What Auto Layout does
- Arranges layers in a row (horizontal) or column (vertical)
- Adds consistent spacing between items (Gap)
- Adds consistent padding around the edges
- Automatically resizes the container when you add or remove items
How to activate Auto Layout
- Select a frame on your canvas (remember — only frames can have Auto Layout)
- Press Shift + A on your keyboard (or click the + Auto Layout button in the right panel)
- The frame now shows Auto Layout controls in the right panel: Direction, Gap, Padding, Alignment
- You'll also see blue/pink shaded zones inside the frame — these show the padding areas
Tip
You can also wrap any selection of layers in Auto Layout. Select multiple layers (shapes, text, frames), press Shift + A, and Figma creates a new Auto Layout frame around them automatically.
The three key settings
1. Direction
- Horizontal (→) — items sit side by side, left to right
- Vertical (↓) — items stack top to bottom
- Click the direction icon in the right panel to toggle between them
2. Gap (spacing between items)
- Type a number in the Gap field (e.g. 8, 12, 16)

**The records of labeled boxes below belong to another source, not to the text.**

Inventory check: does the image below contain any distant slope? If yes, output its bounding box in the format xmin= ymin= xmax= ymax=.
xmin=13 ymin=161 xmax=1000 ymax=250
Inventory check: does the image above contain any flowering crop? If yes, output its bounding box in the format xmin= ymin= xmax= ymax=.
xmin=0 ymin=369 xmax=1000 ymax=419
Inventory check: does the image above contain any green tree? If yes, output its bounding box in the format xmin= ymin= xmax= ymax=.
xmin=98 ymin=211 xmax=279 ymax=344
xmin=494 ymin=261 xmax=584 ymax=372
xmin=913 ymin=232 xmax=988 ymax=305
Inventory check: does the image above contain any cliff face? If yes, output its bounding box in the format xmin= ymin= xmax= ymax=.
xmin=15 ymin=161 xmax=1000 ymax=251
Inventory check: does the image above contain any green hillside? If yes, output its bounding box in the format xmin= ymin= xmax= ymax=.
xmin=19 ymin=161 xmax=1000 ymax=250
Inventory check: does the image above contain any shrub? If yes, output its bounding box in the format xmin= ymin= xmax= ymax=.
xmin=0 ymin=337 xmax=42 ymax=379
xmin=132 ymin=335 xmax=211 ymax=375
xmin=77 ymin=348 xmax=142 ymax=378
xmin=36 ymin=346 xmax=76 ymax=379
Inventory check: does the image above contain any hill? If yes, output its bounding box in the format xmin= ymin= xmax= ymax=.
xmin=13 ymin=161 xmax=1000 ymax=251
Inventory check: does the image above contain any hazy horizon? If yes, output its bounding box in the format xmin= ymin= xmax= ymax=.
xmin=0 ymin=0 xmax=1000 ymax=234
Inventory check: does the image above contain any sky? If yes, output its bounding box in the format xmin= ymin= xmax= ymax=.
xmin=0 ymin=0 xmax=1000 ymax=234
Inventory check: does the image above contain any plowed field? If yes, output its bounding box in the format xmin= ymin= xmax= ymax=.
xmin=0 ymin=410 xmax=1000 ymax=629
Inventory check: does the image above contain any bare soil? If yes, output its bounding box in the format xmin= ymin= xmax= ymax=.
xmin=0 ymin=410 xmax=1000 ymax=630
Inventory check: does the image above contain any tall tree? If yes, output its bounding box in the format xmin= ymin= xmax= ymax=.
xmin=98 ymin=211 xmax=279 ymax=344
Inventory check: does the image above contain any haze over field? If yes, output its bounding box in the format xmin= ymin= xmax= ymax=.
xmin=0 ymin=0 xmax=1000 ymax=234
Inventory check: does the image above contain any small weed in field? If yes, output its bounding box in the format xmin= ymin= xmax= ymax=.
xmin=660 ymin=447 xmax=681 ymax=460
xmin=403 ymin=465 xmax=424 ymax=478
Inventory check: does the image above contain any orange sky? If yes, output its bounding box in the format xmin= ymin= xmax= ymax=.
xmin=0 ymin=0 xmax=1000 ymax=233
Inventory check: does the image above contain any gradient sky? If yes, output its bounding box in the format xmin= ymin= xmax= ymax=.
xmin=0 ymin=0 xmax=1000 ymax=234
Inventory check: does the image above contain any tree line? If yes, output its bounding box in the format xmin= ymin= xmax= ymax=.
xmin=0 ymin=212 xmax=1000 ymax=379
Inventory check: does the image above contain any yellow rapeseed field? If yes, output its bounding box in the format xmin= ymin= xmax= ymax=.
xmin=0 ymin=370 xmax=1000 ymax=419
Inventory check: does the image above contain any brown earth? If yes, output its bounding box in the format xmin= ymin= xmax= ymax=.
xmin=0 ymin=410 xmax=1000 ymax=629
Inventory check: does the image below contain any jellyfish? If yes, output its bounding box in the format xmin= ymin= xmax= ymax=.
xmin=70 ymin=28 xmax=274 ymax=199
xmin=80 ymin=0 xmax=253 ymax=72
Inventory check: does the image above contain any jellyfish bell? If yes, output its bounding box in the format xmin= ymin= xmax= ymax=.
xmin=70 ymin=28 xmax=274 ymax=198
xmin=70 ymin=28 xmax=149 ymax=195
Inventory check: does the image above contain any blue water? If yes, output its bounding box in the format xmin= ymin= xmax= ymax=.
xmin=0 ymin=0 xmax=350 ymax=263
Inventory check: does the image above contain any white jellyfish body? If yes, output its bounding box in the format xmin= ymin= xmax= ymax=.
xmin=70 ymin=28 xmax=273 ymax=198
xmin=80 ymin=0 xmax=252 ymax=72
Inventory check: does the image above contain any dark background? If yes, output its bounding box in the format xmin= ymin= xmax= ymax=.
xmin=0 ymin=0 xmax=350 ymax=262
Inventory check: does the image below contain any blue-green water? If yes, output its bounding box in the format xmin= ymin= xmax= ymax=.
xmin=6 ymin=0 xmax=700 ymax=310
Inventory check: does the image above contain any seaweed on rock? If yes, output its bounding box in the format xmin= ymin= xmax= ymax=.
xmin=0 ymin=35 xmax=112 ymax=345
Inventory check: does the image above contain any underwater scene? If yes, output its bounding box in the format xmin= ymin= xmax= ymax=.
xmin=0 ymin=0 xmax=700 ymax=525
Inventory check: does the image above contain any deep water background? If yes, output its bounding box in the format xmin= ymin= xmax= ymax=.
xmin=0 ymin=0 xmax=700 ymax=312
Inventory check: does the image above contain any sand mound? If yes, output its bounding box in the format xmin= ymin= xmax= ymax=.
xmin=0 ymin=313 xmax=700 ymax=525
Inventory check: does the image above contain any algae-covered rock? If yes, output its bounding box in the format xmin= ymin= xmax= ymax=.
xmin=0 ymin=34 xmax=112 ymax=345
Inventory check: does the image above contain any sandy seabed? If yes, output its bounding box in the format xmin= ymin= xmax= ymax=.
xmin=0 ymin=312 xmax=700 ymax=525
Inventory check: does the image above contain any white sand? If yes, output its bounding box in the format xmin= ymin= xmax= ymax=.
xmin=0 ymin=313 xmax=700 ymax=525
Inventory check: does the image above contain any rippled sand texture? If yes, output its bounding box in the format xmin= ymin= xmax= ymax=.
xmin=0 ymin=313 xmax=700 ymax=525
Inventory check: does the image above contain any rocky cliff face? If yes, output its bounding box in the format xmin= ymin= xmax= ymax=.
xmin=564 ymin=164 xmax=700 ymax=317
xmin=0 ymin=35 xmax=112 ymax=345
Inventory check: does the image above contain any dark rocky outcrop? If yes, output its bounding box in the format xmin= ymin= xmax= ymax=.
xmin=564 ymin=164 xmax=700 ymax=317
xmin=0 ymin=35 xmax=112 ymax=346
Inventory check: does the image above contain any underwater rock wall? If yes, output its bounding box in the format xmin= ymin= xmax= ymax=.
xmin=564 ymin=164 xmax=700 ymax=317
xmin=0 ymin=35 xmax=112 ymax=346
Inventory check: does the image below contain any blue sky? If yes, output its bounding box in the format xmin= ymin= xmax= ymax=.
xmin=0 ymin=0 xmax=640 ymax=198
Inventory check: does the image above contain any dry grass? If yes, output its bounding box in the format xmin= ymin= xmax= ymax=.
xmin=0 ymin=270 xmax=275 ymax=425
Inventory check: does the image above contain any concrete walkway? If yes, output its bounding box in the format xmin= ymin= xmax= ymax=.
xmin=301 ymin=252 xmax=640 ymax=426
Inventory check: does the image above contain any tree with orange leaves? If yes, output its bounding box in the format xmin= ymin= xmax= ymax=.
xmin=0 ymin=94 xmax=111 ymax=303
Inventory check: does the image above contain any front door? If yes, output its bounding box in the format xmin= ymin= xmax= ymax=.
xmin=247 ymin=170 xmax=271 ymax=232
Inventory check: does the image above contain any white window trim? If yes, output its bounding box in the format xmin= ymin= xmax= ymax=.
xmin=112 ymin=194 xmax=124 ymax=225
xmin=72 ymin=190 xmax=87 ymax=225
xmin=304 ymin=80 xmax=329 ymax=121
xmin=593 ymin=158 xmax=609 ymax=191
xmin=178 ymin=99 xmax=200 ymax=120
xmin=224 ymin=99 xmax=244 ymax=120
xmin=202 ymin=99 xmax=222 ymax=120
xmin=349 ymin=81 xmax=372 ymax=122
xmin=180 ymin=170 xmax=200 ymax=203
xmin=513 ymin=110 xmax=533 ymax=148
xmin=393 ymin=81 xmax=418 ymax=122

- This sets the space between each item inside the frame
- All gaps are the same — you can't have different gaps between different pairs
3. Padding (space around the edges)
- Type numbers in the Padding fields (top, right, bottom, left)
- By default, all sides are linked — click the link icon to set different values per side
- Padding pushes items inward so they don't touch the edge of the frame
Try it: build a simple button
- Press F and draw a small frame
- Press T and type "Click Me"
- Select both the frame and the text, then press Shift + A
- Set Padding to 12 (all sides) — the frame hugs the text with space around it
- Set Corner radius to 8 on the frame (under Appearance)
- Give the frame a fill color — blue, for example
- Now duplicate the button (Ctrl + D). Change one button's text — notice the frame auto-resizes
That's the magic of Auto Layout. The button frame automatically hugs the text — longer text makes a wider button, shorter text makes a narrower button. No manual resizing needed.
What's next
Once you understand these basics, Chapter 2 dives much deeper into Auto Layout: Hug vs Fixed vs Fill, nested layouts, Space Between alignment, and building real components.
Key takeaway
Think of Auto Layout as "set it and forget it." You set the direction, gap, and padding — then you just add and remove items, and Figma handles the positioning automatically. This saves you hours of manual alignment.